None dare call it democracy or peace

(11-13-2002)

by Matt Kapko
Opinion editor, The Lumberjack


The United States has intervened militarily in more than 70 nations since the end of World War II.

It has claimed these incursions were a necessary sacrifice for building democracy and stopping the spread of communism.

This country was created in slavery — genocide being the precursor to the American dream.

The conquest began in 1492 when Christopher Columbus invaded, enslaved, tortured and massacred the indigenous peoples of the Americas. He was after gold — wealth — to be continued as the driving factor of the empowered American politicians to come.

More than 500 years later, we can see what America’s version of democracy has delivered. It has been ascribed as the cause to fight almost every war. The outcome is always something much short of democracy.

In the midst of the Cold War and the hysteria of McCarthyism, an example of the United States’ “building of democracy” was staged in Guatemala in 1954.

After initiating a massive propaganda campaign, which declared him a communist, the CIA overthrew the democratically elected Jacobo Arbenz.

He pressed for agrarian reform in a country where the United Fruit Co. controlled almost half of the land.

Putting the company’s interest at the forefront of their policy was none other than Secretary of State John Foster Dulles and his brother, CIA director Allen Dulles — both corporate attorneys for the United Fruit Co.
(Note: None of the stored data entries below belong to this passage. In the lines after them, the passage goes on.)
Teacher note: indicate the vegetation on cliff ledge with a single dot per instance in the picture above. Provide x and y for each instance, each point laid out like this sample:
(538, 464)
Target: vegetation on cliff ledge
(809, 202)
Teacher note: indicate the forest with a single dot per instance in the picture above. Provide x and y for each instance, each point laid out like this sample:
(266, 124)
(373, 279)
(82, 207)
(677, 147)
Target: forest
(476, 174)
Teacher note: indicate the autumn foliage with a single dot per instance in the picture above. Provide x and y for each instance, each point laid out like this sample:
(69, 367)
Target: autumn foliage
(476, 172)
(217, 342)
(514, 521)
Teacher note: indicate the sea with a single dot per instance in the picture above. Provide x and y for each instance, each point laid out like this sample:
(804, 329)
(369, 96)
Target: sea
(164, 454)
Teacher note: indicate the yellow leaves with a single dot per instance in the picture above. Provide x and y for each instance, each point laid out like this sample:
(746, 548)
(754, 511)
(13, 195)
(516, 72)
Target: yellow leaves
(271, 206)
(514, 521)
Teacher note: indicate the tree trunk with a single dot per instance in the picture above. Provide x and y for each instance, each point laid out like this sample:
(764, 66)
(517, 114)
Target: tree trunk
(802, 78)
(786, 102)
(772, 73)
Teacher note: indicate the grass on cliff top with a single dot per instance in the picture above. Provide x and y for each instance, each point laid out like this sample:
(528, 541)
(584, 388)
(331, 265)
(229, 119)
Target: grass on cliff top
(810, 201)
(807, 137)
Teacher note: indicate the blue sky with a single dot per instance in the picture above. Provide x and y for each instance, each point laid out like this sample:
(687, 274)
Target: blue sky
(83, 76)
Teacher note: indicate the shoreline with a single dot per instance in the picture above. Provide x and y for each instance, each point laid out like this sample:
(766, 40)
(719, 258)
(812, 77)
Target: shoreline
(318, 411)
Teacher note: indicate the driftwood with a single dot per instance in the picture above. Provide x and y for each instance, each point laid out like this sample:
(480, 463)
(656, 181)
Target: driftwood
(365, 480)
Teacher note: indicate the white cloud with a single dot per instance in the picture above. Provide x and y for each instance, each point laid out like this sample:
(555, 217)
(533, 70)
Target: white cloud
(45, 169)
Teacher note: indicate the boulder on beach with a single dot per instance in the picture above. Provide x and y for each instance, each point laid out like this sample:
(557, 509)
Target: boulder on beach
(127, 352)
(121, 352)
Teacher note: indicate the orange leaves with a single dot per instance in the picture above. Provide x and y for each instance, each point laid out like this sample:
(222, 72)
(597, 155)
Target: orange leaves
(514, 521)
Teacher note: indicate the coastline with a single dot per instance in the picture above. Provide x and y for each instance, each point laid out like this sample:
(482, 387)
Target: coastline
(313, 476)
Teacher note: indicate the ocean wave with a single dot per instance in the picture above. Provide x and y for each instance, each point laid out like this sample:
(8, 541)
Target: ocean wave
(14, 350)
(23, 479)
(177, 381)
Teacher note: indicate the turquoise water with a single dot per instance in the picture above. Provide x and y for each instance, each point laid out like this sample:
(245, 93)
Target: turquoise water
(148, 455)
The company rejected a compensation offer of $525,000 (the company’s declared value for tax purposes) and decided it would be better to engineer a coup, ignoring the rights of Guatemalans.

The coup led to 40 years of civil war that resulted in the death of 200,000 people, most of them Maya Indians.
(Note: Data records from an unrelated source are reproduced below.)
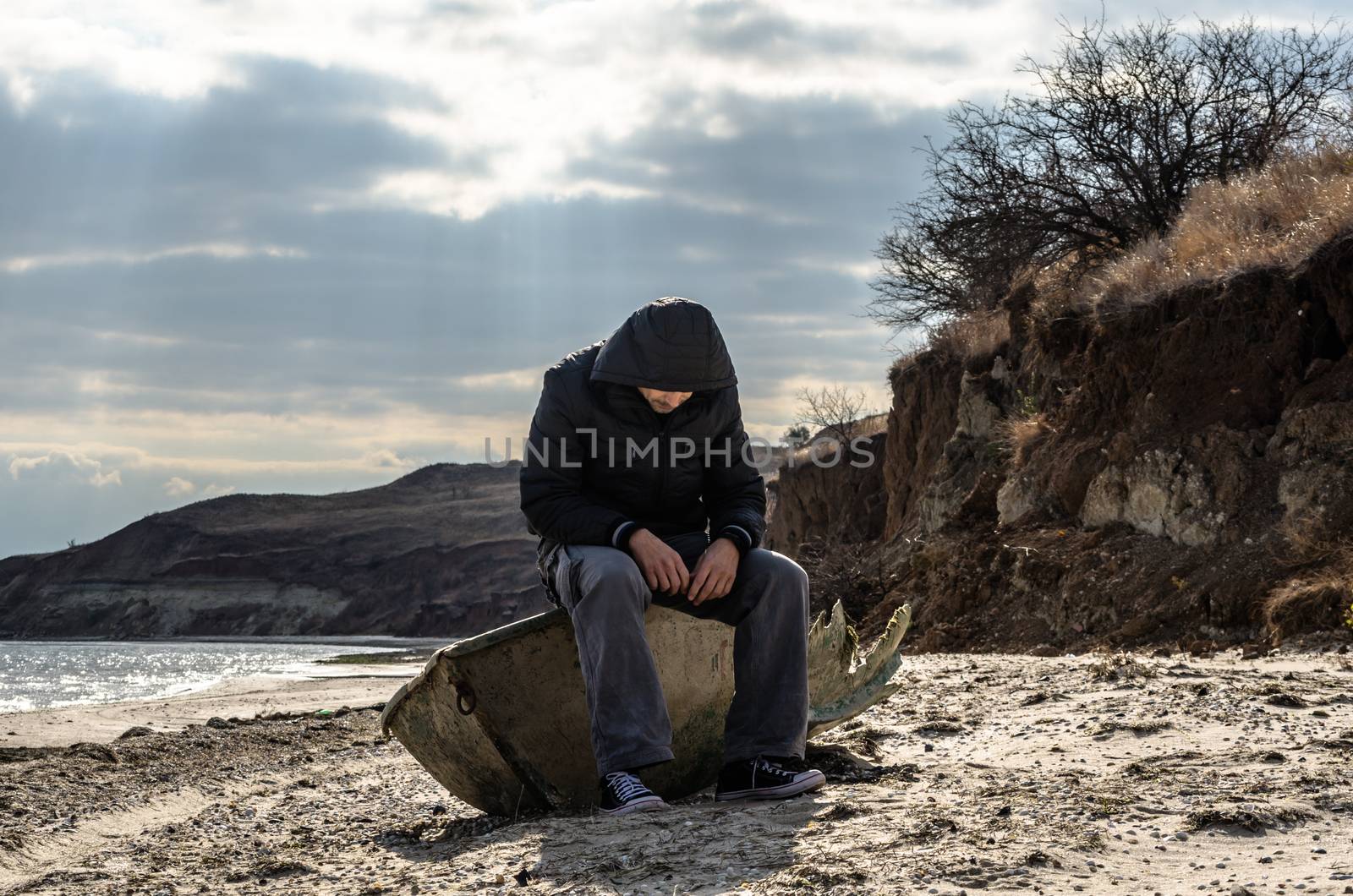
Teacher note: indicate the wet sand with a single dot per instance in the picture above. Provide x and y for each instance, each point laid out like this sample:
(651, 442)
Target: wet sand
(1109, 773)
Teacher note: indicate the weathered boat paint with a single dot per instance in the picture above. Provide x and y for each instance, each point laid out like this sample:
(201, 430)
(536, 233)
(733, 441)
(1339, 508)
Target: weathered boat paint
(501, 719)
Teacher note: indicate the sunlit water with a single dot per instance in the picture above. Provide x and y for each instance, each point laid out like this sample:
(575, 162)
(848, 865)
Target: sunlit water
(52, 673)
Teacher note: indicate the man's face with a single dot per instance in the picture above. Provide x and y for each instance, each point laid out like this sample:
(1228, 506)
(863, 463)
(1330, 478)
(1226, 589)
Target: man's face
(660, 401)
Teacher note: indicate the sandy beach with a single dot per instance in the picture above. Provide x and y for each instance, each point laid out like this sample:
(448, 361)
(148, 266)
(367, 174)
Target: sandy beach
(1103, 773)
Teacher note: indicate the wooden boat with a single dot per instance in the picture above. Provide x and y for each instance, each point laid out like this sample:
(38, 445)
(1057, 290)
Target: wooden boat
(501, 719)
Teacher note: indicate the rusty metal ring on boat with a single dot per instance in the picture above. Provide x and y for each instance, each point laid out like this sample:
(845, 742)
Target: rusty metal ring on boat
(464, 697)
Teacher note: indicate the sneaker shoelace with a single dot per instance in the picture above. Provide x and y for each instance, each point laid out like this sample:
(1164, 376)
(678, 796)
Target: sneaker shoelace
(626, 785)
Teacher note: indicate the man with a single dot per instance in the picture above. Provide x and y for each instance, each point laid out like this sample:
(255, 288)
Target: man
(635, 450)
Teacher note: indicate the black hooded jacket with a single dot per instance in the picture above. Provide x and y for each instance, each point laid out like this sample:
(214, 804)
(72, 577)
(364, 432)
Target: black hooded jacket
(600, 462)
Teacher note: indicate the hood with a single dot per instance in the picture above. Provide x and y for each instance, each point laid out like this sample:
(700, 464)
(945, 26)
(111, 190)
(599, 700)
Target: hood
(671, 344)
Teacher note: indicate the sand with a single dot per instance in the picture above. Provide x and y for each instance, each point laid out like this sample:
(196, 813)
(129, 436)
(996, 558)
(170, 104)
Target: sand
(1114, 773)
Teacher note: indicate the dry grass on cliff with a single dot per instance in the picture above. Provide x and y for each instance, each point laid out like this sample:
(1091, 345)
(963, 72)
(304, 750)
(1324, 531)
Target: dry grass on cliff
(981, 335)
(1274, 216)
(1021, 434)
(1319, 593)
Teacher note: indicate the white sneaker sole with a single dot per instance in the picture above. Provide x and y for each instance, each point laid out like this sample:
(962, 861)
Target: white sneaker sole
(793, 788)
(642, 804)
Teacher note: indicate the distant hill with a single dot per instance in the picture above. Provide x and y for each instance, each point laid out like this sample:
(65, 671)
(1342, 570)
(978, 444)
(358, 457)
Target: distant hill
(440, 551)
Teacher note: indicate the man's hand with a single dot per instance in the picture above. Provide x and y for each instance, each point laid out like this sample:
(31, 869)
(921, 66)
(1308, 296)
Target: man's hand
(715, 571)
(660, 565)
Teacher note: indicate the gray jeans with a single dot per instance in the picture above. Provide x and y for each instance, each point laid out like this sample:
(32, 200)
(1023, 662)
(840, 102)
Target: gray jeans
(606, 597)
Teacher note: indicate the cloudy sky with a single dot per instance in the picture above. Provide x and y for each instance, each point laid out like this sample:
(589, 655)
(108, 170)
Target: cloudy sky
(309, 247)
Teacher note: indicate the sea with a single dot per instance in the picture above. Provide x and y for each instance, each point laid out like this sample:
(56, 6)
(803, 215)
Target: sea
(37, 675)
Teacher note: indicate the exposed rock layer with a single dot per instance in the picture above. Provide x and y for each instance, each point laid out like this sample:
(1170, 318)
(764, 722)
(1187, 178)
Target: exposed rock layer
(1123, 478)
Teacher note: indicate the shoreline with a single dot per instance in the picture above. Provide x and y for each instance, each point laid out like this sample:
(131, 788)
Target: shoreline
(1100, 773)
(244, 697)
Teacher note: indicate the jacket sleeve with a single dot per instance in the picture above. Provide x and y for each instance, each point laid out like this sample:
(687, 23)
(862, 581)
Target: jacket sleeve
(735, 493)
(551, 475)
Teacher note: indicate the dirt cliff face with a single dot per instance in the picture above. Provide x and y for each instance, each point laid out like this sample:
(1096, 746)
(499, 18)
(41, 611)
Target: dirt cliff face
(1175, 472)
(838, 495)
(440, 551)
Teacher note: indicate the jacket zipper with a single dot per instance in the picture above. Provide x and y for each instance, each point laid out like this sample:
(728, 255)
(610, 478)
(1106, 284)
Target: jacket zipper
(662, 470)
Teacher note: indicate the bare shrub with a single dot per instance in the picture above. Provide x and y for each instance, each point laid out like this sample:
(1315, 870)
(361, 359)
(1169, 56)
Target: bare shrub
(1120, 128)
(835, 410)
(1272, 216)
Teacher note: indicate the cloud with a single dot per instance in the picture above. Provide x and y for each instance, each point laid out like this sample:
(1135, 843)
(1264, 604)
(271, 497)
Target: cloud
(178, 488)
(64, 466)
(392, 461)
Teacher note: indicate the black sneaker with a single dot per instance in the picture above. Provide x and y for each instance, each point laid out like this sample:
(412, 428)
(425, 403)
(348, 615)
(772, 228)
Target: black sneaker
(764, 779)
(622, 792)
In the late ‘70s it was El Salvador’s government that the U.S. government began to fund and support.

Members of the Salvadoran military were trained at the School of the Americas in Fort Benning, Ga.

Death squads ruled the country and on Dec. 11, 1981, more than 900 people, the entire village of El Mozote, were massacred — some of them only weeks old. Ten of the 12 soldiers cited responsible by the U.N. Truth Commission Report on El Salvador were graduates from the School of the Americas.

After 12 years of civil war, more than 75,000 Salvadorans were murdered.
The aforementioned U.S. military interventions are merely a subjective selection of examples of the American version of democracy. Whether the claim from leaders is to halt terrorism or support freedom fighters, the public statement is always that war is to promote democracy and peace.

So it is true — just as George Orwell wrote — “War is peace. Freedom is slavery. Ignorance is strength.”

The slogan of Big Brother in “1984” is too chillingly similar to the rhetoric of Uncle Sam in 2002.

These policies of promoting democracy enable the continued embargo on Cuba and the sanctions on Iraq (the cause of more than one million Iraqi children deaths).

When the American version of democracy requires the blood of millions of people, how noble can our democracy be?

Why should we promote democracy, when it means the overthrow of governments, the assassination of leaders and the genocide of millions?

We must realize our history of promoting democracy as just that.

“Who controls the past controls the future. Who controls the present controls the past,” wrote Orwell.

The U.S. government is in control of the present.

We are told that the war in Afghanistan is building democracy.

First-hand accounts of the situation in Afghanistan describe it as a war zone, an area rampant in weapons and a more vigorous drug trade than ever before.

Democracy was not delivered.

We are told that war with Iraq may be inevitable to build democracy for Iraqis.

CIA documents claim that Iraq poses much less of a threat than prior to the Gulf War.
It found that an unprovoked U.S. strike would likely be the only cause for a hypothetical use of weapons of mass destruction by Iraq.
In a world where peace is claimed to only be possible through means of violence and war, we must reflect on the history of such lies and ways of deceit.

In the words of Albert Camus, “What is a rebel? A man who says no.”

Matt Kapko is the opinion editor and enjoys discussing his opinions over pints of Guinness at room temperature. Depending on the weeks ahead, this may be his last column. Fret not, for he plans to continue his quest for the meaning of life and promises to tell everyone when he finds it.